There’s something comforting about the way Jeff Bridges’ relaxed drawl floats lazily at the center of the wonderful “Crazy Heart,” the tale of a faded man trying to find color again.
Bridges, in one of the finest performances of the past year (he’s considered the Oscar front-runner for best actor after this week’s nominations), revisits territory he first explored 20 years ago in “The Fabulous Baker Boys”: a talented yet undisciplined musician on the outskirts of success, playing small venues and just getting by.
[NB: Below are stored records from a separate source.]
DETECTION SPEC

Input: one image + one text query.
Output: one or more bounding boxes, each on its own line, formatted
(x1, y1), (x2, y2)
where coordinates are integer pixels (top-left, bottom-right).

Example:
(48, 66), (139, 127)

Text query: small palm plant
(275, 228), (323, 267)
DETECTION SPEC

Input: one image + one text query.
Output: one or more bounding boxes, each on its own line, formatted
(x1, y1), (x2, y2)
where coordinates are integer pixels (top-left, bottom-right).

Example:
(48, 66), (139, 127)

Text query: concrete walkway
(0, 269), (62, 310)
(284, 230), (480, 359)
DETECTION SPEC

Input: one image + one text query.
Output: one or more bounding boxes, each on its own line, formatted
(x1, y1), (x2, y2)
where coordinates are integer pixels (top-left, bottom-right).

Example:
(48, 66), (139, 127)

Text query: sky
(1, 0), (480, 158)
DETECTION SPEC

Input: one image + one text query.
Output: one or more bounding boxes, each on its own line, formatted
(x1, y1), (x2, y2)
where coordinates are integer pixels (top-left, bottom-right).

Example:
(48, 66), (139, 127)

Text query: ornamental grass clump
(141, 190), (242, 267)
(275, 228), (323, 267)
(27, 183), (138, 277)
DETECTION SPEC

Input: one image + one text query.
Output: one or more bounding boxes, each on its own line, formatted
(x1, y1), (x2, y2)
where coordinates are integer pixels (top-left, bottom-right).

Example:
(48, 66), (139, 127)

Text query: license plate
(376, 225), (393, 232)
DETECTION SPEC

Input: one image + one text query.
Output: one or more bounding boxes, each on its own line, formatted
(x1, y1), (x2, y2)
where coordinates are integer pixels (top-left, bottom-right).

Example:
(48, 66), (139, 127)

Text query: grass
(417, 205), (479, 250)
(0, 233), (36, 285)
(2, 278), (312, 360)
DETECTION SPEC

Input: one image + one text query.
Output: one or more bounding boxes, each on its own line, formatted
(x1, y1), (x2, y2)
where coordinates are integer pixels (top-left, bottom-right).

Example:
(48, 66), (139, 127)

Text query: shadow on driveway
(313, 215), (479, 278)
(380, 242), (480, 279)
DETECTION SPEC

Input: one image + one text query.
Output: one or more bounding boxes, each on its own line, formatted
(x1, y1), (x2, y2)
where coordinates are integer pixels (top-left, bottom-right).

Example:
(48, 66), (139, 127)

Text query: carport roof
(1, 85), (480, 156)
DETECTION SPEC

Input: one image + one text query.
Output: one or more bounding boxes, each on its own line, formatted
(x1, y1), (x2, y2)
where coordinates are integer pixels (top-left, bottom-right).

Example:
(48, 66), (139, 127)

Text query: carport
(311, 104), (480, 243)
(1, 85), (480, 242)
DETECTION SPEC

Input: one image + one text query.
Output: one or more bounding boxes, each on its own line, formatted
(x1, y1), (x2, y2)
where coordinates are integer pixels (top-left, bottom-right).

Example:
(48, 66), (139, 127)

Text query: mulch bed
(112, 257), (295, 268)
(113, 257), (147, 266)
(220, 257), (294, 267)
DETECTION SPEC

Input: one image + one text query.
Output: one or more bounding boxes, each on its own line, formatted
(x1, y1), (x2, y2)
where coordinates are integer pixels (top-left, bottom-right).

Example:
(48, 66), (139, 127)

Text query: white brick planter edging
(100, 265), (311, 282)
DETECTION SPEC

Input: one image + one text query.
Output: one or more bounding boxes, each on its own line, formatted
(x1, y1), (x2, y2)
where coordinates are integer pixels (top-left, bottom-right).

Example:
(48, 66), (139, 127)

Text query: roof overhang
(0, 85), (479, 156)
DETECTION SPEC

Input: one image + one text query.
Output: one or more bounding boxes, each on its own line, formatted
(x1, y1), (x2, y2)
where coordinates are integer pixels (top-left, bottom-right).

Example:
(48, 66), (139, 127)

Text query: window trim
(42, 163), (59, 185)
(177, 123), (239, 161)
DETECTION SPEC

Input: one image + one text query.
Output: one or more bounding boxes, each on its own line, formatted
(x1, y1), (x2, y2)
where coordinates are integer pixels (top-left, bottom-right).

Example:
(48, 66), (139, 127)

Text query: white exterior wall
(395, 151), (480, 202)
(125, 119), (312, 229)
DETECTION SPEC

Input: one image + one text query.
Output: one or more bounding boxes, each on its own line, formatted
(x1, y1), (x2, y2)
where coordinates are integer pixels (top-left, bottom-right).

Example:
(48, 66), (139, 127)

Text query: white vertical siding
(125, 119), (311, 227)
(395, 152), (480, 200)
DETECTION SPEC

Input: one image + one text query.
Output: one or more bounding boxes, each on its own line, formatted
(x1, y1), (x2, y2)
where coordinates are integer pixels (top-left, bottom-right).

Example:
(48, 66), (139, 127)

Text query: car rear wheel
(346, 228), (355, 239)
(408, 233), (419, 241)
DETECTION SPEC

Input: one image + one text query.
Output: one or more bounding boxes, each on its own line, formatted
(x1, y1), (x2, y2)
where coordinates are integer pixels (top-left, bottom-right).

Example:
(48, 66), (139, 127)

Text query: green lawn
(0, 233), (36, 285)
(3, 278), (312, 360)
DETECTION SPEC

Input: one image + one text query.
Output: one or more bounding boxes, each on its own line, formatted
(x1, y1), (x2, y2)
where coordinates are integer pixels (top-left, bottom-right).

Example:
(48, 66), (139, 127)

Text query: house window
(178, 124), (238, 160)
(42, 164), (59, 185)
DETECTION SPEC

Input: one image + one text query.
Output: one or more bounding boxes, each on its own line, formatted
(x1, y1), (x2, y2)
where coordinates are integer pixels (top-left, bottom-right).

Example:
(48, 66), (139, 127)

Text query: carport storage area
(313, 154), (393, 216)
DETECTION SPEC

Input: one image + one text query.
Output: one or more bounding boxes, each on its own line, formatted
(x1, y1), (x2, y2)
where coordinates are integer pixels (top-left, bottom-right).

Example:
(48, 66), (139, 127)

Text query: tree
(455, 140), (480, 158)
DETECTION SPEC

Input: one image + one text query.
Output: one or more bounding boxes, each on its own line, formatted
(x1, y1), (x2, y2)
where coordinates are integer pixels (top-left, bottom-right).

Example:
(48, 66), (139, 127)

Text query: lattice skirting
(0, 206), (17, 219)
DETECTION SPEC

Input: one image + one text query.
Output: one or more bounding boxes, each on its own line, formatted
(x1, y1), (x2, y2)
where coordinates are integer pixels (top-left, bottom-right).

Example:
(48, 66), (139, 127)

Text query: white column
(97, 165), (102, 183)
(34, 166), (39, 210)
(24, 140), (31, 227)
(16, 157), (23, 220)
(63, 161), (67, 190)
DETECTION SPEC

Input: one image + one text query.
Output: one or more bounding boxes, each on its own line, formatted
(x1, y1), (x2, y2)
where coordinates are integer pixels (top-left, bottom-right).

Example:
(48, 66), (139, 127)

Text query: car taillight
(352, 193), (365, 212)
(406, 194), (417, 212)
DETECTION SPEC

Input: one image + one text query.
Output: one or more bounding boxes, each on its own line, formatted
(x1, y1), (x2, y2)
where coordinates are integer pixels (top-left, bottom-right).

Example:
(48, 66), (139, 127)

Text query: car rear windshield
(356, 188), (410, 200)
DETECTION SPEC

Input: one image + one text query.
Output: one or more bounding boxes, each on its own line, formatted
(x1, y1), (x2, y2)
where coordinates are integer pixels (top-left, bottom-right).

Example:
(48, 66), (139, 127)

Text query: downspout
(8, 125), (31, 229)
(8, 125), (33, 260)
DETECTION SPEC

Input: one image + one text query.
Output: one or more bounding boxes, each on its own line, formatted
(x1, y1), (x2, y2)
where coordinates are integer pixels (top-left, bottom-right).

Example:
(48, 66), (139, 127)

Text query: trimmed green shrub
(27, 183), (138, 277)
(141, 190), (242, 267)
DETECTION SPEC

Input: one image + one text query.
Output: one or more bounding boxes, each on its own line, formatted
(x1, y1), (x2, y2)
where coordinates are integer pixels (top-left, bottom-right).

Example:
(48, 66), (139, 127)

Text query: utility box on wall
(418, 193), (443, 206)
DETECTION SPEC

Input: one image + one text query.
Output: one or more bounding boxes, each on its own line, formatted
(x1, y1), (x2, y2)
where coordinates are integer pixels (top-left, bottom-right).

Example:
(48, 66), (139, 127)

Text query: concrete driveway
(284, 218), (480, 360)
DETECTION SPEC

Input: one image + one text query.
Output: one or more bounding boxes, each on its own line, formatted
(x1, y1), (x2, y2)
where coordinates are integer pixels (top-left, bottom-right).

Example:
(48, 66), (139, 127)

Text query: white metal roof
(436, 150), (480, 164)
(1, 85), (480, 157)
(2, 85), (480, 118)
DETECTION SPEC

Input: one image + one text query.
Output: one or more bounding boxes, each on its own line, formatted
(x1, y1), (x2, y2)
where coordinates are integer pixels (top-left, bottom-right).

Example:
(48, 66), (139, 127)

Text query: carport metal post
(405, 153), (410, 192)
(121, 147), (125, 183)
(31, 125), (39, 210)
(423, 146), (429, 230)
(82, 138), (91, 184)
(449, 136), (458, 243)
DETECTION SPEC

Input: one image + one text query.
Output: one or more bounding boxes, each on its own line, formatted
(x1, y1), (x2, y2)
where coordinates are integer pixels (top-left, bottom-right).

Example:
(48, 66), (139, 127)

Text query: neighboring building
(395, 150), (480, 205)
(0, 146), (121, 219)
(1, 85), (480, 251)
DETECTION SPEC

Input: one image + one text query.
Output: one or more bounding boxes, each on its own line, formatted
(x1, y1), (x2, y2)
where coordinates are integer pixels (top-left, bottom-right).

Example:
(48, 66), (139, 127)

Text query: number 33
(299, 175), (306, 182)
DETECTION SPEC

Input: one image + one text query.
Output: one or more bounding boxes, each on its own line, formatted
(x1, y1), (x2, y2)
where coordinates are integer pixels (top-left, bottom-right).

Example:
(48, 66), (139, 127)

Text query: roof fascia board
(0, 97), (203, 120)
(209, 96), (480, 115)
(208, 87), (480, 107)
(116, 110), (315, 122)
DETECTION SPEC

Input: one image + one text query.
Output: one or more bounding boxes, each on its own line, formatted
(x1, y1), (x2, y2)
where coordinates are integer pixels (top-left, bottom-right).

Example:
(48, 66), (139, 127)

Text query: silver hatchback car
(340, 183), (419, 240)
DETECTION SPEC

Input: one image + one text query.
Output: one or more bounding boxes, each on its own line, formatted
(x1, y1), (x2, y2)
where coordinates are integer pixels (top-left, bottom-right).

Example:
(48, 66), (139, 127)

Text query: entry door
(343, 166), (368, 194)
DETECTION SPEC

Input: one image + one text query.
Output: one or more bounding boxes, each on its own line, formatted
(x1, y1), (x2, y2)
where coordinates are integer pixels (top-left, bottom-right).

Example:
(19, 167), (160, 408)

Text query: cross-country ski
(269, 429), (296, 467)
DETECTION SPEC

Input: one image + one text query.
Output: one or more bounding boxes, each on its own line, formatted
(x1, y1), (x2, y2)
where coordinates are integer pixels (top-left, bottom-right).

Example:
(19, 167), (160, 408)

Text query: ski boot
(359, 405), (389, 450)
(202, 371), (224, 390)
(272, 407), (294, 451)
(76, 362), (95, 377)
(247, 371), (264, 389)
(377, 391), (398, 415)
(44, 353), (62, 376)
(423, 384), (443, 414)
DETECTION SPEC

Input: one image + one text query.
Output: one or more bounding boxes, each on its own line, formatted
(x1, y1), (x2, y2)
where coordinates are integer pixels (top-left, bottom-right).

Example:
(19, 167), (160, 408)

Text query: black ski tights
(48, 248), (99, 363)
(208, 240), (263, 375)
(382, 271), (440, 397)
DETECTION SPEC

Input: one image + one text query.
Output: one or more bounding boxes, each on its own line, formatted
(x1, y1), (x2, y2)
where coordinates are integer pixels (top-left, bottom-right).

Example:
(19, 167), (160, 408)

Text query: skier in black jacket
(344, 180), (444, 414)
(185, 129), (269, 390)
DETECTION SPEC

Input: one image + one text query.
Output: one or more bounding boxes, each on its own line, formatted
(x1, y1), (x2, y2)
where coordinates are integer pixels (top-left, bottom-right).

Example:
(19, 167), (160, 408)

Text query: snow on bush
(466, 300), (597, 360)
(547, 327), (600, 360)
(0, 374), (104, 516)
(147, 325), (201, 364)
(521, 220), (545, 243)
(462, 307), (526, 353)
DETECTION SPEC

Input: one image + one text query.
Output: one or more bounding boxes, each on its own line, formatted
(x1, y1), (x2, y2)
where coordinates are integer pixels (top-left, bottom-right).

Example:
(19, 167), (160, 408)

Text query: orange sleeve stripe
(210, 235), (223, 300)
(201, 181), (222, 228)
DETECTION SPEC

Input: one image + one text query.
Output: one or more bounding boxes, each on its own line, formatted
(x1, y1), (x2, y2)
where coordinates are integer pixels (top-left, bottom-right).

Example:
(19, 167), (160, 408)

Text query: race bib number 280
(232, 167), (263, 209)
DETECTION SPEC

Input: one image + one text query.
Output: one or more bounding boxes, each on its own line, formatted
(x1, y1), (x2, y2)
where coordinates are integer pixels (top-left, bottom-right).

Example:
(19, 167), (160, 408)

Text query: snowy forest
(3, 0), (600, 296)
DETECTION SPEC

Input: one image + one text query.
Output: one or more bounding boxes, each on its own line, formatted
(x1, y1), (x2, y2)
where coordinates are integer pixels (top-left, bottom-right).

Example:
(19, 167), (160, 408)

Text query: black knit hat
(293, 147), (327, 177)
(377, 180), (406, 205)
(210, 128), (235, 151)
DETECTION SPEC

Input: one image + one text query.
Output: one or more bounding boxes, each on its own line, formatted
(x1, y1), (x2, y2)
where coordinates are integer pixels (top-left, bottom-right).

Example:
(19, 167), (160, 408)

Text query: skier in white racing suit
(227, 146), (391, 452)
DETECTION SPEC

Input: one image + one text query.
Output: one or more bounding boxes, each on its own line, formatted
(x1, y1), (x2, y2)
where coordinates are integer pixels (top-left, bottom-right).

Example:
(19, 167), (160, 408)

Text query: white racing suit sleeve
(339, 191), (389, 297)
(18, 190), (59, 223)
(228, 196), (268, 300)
But while his Jack Baker, plunking out “Feelings” at tired piano bars, still had a weary bad-boy glamour, the fate of Bad Blake in “Crazy Heart” is somewhat less picturesque.
Bad, in his late 50s, wrote hit country songs once upon a time; now he crisscrosses the country in his beat-up car, peeing into a bottle and staying at the kind of motels where the pool is always drained.
He plays gigs at bowling alleys and low-rent bars, usually getting drunk before closing (necessitating a mid-performance break to vomit).
“I used to be somebody,” he sings, “now I am somebody else.”
Though he’s difficult to work with, his talents are still in demand; former protege Tommy Sweet (an uncredited, beautifully low-key Colin Farrell) is anxious for more songs, but Bad finds it easier to coast, watching porn in motel rooms and wondering what happened to his youth.
And then, as a country song might have it, love walks in, in the form of a journalist named Jean Craddock (Maggie Gyllenhaal). She’s a soft-spoken single mother who asks Bad the kind of questions that make him change the subject.
An awkward yet delicate love affair ensues, with Bad knowing she’s good for him and Jean knowing he’s bad for her, until Bad’s demons re-emerge and “Crazy Heart” takes some unexpected detours.
Bridges and Gyllenhaal have a sweet yet spiky chemistry, and Robert Duvall (who won an Oscar as a country singer in “Tender Mercies”) is perfect as Bad’s faithful pal.
And the songs, most written for the film by T-Bone Burnett and the late Stephen Bruton, come from that place in the soul where the best country music lives, letting the characters sing the feelings and dreams they can’t speak.
“Pick up your crazy heart,” goes one, late in the movie, “and give it one more try.”